Светлый фон

— Я прожил в Англии четыре с половиной года, из них четыре с четвертью провел в барах, — сказал я. — По-английски я говорил с женой и теперь говорю с Оливией.

— Вы не рассказывали мне, как очутились в Англии.

Я закурил и смерил его взглядом.

— Не надоело еще?

— Надо же о чем-то говорить за пивом.

— Но о футболе вы говорить не хотите.

— Я в нем не разбираюсь.

— Черт! — воскликнул бармен.

Мы подняли глаза как раз вовремя, чтобы увидеть, как мяч попал в штангу.

— Мой отец служил в армии, это вам уже известно. Службу проходил в Гвинее, участвуя в добрых старых колониальных войнах в войсках генерала Спинолы. Может быть, и это вам известно.

— А дальше?

— Войны эти были совершенно бесперспективными. Ваши ровесники гибли каждый день лишь потому, что Салазар мечтал о титуле императора.

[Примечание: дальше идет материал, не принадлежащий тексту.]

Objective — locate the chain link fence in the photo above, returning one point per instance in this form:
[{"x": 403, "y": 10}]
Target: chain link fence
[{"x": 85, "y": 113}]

Генерал Спинола же был обуреваем другой идеей: чем убивать людей, делая их португальскими подданными, не лучше ли завоевать их, неся им добро? Он решил, как это говорится, вести войну за умы и сердца. Он улучшил медицинское обслуживание и образование, стал снабжать население книгами, и все такое прочее, и африканцы вдруг полюбили его, а бунтари потеряли желание бунтовать. Отцовские солдаты перестали гибнуть, что и сделало его горячим приверженцем Спинолы.

Карлуш откинулся в кресле. По-видимому, в нем уже зрел протест, и я вновь почувствовал усталость.

— Таким образом, после революции, когда схлынула общая эйфория и Португалия превратилась в кипящий котел из различных политических партий, а в администрации значительное влияние приобрели коммунисты, мой отец пришел к выводу, что единственный верный выход из всего этого хаоса — его старый дружок Спинола.

— Второй переворот, — сказал Карлуш.

— Именно. Как вы знаете, заговор был раскрыт, и отец вынужден был немедленно уехать. У него имелись друзья в Лондоне, так что мы двинули туда. Вот и все.

— Его следовало расстрелять, — сказал Карлуш, опустив голову к пивной кружке.

— Что-что?

— Я сказал, что… вашего отца следовало расстрелять.